The deal that didn't add up
Riach told Us on Sunday, April 26, about a recent transaction that set off alarms only after the fact. If you watched Storage Wars, you know Darrell was a brawler when it came to price — the guy would grind over $50 without blinking. This time, he didn't.
- Darrell was asking $125,000 for an estate collection.
- A friend of Riach's countered with $50,000 — a massive drop.
- Darrell accepted immediately. No push for $60,000, no ask for an extra five grand, nothing.
- He later called to make sure the check would clear.
- Only after the news broke did Riach's friend say the whole thing felt like Darrell was closing loops.
"It felt like he was tying up his affairs."
To underline how off that was: Riach says the last watch deal he did with Darrell turned into a back-and-forth over, literally, $50. So seeing him roll over on a six-figure ask? Riach called it 110 percent out of character.
Off camera, a real friendship
Riach says he saw Darrell a couple months ago. They'd meet up at the swap meet where Riach sells, grab lunch, talk shop — and talk about everything else. Off camera, they were actually friends, the kind who could trade jabs and not take it personally.
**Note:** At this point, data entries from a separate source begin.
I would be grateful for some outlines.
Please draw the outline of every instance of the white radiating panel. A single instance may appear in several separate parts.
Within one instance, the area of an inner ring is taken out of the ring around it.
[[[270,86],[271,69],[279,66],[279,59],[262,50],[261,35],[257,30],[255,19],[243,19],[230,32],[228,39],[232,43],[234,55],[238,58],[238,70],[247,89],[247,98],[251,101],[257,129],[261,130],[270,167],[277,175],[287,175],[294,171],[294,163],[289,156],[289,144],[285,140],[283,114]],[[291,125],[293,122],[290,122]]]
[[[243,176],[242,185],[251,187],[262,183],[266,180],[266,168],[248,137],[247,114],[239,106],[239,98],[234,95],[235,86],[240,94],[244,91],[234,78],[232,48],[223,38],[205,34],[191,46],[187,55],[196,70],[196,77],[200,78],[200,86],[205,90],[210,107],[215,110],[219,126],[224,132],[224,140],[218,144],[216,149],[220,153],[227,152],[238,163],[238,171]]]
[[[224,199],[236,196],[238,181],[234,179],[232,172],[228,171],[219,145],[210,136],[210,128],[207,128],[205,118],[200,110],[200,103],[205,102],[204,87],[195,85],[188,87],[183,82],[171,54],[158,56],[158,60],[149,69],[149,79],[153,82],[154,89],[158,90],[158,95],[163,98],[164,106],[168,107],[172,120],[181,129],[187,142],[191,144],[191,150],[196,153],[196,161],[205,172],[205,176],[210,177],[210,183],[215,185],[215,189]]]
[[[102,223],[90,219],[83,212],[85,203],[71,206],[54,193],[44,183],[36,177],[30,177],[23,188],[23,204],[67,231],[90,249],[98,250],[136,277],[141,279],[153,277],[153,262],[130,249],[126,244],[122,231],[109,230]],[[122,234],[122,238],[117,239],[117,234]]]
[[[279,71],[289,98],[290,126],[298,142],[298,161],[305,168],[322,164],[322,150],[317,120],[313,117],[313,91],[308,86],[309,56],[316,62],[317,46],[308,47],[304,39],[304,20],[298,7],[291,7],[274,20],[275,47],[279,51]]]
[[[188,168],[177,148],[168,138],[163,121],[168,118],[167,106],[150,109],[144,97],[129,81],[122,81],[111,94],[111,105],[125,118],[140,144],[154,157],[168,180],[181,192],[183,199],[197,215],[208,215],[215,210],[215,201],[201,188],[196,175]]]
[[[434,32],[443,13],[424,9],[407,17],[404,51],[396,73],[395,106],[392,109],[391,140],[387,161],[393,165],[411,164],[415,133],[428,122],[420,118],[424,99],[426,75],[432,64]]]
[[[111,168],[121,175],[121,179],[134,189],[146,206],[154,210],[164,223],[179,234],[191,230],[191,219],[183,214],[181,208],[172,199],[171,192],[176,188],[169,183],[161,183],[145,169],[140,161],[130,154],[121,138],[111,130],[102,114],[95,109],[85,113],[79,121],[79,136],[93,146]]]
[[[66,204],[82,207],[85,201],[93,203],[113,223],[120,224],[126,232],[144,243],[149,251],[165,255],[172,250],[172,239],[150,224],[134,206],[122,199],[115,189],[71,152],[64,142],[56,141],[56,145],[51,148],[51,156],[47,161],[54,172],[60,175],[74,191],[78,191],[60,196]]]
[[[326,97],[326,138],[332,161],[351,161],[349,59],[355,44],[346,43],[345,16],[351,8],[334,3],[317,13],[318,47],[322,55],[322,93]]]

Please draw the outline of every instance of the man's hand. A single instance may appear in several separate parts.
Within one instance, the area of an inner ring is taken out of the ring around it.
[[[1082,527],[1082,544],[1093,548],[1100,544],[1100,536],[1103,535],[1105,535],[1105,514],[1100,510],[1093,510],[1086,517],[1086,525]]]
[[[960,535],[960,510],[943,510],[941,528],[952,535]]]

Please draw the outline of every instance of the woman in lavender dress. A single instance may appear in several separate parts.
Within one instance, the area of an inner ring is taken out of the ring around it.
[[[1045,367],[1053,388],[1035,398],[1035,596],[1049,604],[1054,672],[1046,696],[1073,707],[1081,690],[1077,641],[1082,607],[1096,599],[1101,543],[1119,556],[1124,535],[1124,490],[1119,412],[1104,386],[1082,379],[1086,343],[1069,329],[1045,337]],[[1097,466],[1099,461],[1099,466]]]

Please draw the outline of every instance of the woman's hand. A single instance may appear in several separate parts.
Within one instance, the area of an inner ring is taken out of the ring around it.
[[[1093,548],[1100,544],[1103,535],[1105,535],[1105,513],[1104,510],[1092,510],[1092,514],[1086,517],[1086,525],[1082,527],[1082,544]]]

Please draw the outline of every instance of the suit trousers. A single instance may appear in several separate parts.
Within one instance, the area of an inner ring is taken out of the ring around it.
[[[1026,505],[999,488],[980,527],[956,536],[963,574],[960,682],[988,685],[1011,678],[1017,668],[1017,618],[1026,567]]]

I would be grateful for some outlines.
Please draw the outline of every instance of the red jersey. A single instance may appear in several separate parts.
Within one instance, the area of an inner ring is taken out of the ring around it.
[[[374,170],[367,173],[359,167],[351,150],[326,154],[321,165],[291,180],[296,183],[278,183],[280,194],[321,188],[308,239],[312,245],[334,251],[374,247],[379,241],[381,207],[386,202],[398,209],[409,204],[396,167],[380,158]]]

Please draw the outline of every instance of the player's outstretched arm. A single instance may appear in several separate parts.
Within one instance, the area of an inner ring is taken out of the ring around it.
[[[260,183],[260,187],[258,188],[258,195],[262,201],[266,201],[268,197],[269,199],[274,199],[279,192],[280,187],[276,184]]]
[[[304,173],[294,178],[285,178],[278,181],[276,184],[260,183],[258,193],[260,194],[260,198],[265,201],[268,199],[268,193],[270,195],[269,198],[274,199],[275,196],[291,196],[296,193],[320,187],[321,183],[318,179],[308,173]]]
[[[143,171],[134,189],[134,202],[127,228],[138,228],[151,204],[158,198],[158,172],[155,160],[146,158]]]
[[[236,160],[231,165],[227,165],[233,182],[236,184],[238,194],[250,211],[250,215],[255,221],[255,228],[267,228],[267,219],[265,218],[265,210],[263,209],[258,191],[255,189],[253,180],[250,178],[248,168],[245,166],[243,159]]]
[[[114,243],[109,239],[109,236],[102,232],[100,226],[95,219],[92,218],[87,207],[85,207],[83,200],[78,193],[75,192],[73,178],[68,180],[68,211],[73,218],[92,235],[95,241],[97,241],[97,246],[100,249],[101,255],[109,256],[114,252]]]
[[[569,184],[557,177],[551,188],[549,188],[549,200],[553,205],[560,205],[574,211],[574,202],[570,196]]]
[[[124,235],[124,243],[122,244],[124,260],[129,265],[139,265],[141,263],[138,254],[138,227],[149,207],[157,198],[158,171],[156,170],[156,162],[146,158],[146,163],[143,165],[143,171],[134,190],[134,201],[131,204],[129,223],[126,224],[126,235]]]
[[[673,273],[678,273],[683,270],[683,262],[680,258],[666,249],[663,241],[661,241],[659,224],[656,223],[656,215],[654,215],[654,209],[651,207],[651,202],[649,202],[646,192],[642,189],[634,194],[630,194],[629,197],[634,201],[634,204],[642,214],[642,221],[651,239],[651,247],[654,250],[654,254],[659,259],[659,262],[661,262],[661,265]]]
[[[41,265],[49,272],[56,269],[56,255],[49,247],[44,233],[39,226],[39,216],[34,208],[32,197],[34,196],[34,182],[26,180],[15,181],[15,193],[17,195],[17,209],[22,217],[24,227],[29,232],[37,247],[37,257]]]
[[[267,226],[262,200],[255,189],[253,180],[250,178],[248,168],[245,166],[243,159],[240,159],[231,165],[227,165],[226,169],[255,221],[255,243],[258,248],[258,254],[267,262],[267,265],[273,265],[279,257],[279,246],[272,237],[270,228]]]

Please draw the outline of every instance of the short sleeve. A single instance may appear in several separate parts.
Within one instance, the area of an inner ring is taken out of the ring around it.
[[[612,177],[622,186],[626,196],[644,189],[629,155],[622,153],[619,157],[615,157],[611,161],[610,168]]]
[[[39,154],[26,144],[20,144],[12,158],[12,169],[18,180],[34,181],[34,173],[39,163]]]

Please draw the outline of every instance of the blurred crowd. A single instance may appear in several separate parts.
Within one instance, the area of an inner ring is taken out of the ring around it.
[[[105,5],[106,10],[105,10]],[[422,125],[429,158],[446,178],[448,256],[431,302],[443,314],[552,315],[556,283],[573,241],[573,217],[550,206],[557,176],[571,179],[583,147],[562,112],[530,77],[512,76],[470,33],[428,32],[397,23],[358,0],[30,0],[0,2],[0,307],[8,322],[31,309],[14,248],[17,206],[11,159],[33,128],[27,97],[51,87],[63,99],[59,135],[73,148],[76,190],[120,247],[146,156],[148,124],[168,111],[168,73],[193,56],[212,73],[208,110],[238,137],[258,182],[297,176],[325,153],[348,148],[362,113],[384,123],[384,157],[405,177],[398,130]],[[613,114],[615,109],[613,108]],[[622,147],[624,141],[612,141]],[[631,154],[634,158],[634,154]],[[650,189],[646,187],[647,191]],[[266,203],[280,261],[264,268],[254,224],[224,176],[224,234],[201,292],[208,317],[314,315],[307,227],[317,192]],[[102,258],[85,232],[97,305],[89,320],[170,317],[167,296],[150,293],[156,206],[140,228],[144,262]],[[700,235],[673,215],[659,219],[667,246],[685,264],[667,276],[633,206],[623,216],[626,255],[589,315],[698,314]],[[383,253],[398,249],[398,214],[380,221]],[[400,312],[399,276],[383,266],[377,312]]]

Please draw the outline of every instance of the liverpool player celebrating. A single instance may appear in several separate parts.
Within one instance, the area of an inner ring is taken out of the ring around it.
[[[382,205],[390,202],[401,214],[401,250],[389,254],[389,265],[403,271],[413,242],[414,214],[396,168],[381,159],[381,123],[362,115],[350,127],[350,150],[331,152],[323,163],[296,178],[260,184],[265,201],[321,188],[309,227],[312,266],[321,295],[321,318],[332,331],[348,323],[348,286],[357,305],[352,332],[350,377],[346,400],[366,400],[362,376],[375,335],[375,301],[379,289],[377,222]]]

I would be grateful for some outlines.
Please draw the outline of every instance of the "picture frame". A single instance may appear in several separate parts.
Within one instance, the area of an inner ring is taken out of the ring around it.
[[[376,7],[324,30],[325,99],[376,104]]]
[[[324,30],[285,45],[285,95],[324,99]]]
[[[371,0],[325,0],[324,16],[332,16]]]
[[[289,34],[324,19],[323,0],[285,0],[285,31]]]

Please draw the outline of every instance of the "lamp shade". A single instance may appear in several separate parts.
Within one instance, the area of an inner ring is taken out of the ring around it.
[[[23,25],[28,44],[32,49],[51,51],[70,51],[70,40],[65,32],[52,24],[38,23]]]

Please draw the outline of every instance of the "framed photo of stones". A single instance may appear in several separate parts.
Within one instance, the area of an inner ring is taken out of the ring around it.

Riach always thought of him as tough as nails, the type to give as good as he got.
He also remembers how much fun Darrell was in the wild. People recognized him everywhere, and he leaned into it. According to Riach, basically every phone call started with Darrell messing with him — a joke, a bit, something to keep it light. When the news hit, Riach didn't believe it at first. He even called the show's producers to make sure it was real. That's how convincing Darrell's larger-than-life energy was: if something was wrong, you wouldn't have known.